If tyrants fall we learn the dread names of their cancel culture centers:
- The Gulag Archipelago
Before the Declaration of Independence and the Constitution some colonists cancelled their own on these very shores.
No, the “witches” weren’t burned.
They were hanged or pressed to death.
"Let he who is without sin cast the first stone." - Jesus of Nazareth
If you think people abhor killing, think again.
Popular entertainment has always featured killing.
And killers are admired.
Mack the Knife does not lack for lovers.
And mass killers--Stalin, Mao and Hitler--are still revered by millions.

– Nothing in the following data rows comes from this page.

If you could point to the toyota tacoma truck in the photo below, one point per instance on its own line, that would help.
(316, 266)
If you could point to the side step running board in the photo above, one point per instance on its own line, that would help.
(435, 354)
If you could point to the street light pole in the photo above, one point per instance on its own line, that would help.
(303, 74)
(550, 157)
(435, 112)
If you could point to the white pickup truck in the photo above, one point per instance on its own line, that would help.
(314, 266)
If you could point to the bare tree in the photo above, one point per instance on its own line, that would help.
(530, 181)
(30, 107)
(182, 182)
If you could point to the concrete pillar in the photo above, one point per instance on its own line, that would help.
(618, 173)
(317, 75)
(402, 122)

Self-righteous killers can be the worst.
As the hard-core movie communist Ninotchka (1939) proclaims: “We will have fewer but better Russians.”

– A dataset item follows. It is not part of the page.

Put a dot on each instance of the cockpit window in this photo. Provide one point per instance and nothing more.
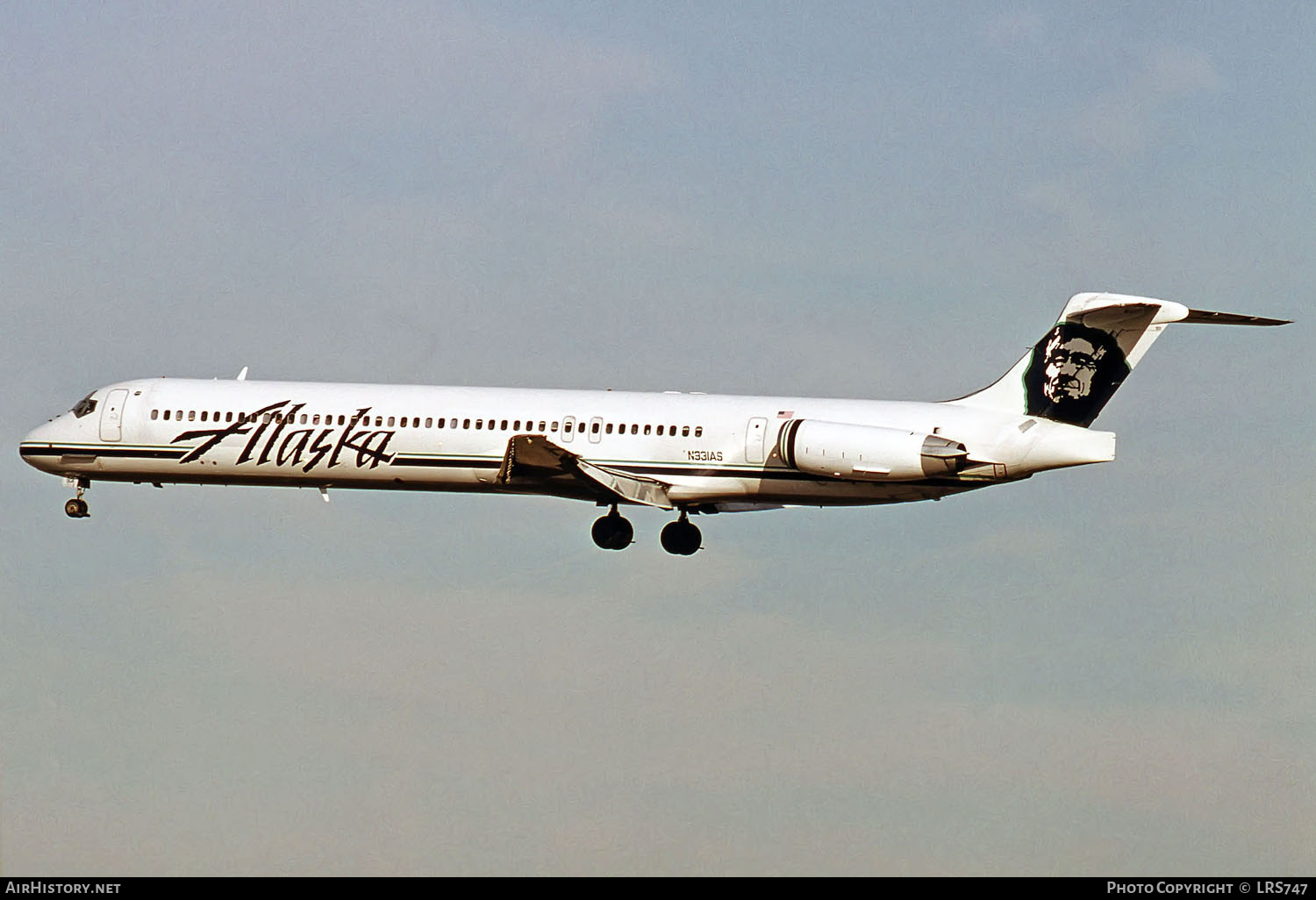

Revelations of the Gulag have rendered Billy Wilder’s witty line ever more bitter over time.
"To err is human, to forgive, divine.” - Alexander Pope
Every cancel culture has common features:
- No laws.
- No rules.
- And no fair trial.
- No defense.
- With no mercy.
- No forgiveness.
- No acknowledgement of human frailty except to exploit it.
- Finally, no redemption.
The Declaration of Independence and the United States Constitution are a nanosecond old in evolutionary time.
They are both precious and vulnerable.
The truths, the freedoms, the guarantees, particularly the freedom from ex post facto laws, secret trials, cruel or unusual punishment, are all anathema to tyrants and extremists, for these are the tools of their trades.

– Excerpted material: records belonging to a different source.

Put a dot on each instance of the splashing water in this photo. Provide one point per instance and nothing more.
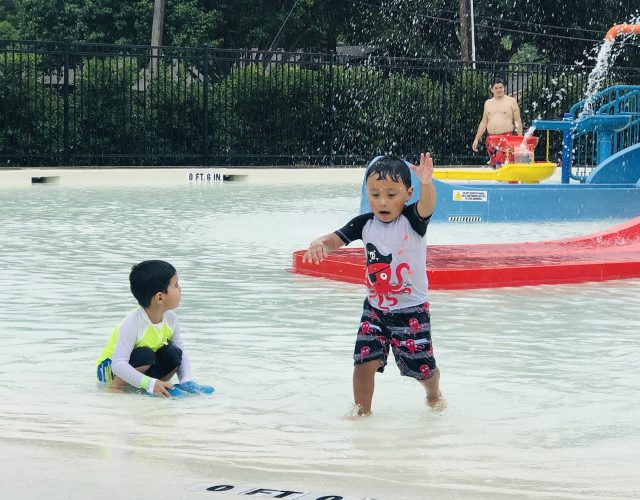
(597, 75)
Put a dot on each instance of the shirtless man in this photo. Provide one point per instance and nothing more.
(501, 114)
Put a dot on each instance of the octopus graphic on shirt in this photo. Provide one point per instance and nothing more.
(379, 276)
(396, 255)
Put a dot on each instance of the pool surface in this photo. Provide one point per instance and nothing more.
(542, 382)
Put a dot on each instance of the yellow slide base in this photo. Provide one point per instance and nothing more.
(528, 173)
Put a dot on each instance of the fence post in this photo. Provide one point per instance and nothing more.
(332, 117)
(65, 94)
(205, 104)
(443, 125)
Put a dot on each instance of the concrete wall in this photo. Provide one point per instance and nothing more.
(174, 176)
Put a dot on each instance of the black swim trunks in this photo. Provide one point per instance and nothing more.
(407, 331)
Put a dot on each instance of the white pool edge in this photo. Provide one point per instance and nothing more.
(174, 176)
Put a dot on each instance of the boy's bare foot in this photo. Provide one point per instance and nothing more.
(356, 412)
(436, 403)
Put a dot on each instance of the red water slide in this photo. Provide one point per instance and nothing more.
(608, 255)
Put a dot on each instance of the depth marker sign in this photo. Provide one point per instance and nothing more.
(271, 493)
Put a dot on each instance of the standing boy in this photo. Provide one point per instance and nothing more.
(145, 350)
(396, 313)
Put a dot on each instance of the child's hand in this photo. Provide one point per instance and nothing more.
(424, 171)
(316, 252)
(161, 388)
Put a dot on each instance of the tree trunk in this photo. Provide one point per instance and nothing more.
(465, 29)
(156, 31)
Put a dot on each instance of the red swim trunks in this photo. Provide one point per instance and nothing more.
(497, 153)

Cancel culture is a throwback, to what our forebears risked or gave their lives to prevent.
If you say cancel culture does not kill but merely censures, ask someone who has lost their job, their career, their livelihood, their good name, whether death might not be better.
There is an answer to cancel culture.
Our Declaration of Independence, our Constitution and our Bill of Rights.
And the following quote, variously attributed:
"I may disagree with what you say but I will defend to the death your right to say it."